I hated the story that I made up of you.
And for the listener, over the past like three or four years,
Austin and I have become very, very close where our families are hanging out on Saturday.
Alex, you and our, we did a family hang two weeks ago.
I have nothing but love for you guys.
I consider you guys family and you're some of my closest friends.
And so it's been fun to get soft instead of like, you know, wanting to compete.
Because now that I know more about you guys over the past like 10 years, I don't want to ever compete against you ever again.
You guys are very formidable and not people I want to go against.
It was horrible.
Nothing but love from our side.
quite the 180 from 2018.
It was all the story, which by the way, I think if you're listening to this and you have a company,
having that story was so helpful.
Yeah.
Like having an enemy was so helpful, even if it's made up.
It's funny you say that.
I will use this time to plug my new newsletter that's launching.
And one of my first newsletters that I've written is about enemies.
And I think having an enemy, whether it's real or fake, right?
for us, it was the skin and the hustle. I think it's really, really important. You know,
Beehive has convert kit. And I think it just motivates everyone just a little bit more.

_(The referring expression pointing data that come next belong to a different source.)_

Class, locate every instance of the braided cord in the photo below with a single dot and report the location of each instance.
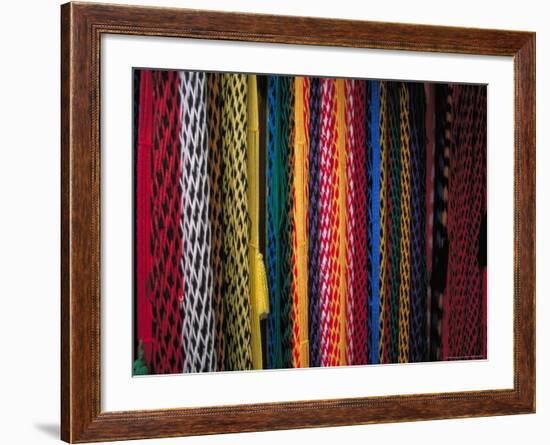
(463, 307)
(405, 219)
(166, 236)
(274, 355)
(195, 263)
(235, 218)
(259, 304)
(215, 174)
(383, 222)
(286, 227)
(385, 151)
(314, 222)
(444, 118)
(375, 124)
(300, 352)
(429, 89)
(143, 140)
(357, 223)
(329, 252)
(394, 223)
(417, 108)
(341, 137)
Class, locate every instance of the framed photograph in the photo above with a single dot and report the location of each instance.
(274, 222)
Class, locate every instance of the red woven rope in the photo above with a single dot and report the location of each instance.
(330, 322)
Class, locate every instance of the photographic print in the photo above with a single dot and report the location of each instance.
(286, 221)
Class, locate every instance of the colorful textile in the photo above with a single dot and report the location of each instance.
(357, 223)
(215, 169)
(166, 239)
(300, 341)
(236, 273)
(274, 213)
(259, 302)
(285, 222)
(143, 209)
(313, 217)
(195, 263)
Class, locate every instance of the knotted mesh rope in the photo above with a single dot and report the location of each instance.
(166, 233)
(198, 314)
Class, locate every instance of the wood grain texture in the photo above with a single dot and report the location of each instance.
(81, 28)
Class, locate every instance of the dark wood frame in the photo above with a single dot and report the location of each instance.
(81, 28)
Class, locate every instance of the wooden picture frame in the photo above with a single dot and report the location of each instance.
(82, 26)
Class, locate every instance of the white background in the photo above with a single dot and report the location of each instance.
(29, 235)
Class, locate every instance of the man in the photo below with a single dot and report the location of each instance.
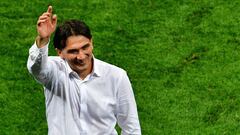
(84, 96)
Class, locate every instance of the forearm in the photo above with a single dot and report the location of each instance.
(41, 42)
(37, 61)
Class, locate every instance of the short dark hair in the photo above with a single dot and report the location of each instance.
(67, 29)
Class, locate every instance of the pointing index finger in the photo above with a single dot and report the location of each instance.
(49, 9)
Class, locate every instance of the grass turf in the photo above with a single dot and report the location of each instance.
(181, 56)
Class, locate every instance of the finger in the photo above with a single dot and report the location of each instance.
(46, 14)
(49, 9)
(43, 17)
(54, 20)
(40, 22)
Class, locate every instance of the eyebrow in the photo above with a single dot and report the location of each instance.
(85, 46)
(72, 50)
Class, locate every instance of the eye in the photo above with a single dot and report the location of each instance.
(85, 46)
(73, 51)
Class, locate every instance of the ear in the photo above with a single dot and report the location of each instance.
(91, 42)
(59, 52)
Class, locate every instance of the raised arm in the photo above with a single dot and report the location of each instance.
(46, 25)
(38, 64)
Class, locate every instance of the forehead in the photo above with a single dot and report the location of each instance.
(77, 41)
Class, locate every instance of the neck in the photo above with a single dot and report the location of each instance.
(83, 74)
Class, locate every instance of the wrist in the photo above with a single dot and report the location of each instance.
(41, 42)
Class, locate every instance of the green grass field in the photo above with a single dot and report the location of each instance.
(182, 57)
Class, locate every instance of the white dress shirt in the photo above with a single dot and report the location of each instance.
(91, 106)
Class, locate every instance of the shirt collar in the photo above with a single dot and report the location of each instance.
(95, 71)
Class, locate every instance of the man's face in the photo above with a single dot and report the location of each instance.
(78, 53)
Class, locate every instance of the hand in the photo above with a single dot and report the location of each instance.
(46, 24)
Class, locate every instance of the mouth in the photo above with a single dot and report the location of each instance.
(79, 63)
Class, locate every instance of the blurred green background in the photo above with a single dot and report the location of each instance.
(182, 57)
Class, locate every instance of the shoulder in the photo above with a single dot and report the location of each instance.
(108, 69)
(56, 61)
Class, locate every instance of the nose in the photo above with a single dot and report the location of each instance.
(80, 55)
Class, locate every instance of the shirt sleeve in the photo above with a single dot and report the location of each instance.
(127, 115)
(38, 65)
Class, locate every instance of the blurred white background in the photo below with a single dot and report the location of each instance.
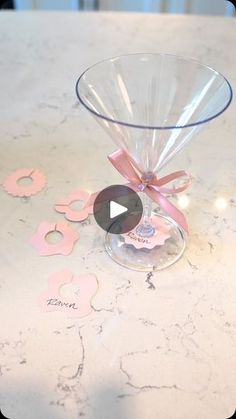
(212, 7)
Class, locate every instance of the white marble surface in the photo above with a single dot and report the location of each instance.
(157, 345)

And I know Nathan, and he's the sweetest guy ever. I've gotten to know Tyler a little bit,
and he seemed like a wonderful guy. And I'm like, I'm not going to stop you guys from fighting
because I think a fight's good. And also, I know that you're both wonderful people and you would
love each other in a different world or when this is all done. But you have like, you have to have
that so I'm on board.
Just six,
six years from now,
one of them is going to have a podcast,
my first email,
and they're going to both be on it,
and it's going to be all hugs.
What's your thing,
Austin?
Where do they get it?
You can just find it my Twitter DMs.
Or sorry, my Twitter bio.
Well, I appreciate y'all,
and thanks for doing this.
If you Google your name, Austin,
by the way,
it's that stupid photo of you guys
on the white wall that you've been using
for like 15 years,
and it's your last episode
of My First Million.
So it's funny how we evolve.
come to work together. All right. We appreciate y'all. That's it. That's the pod. Thanks.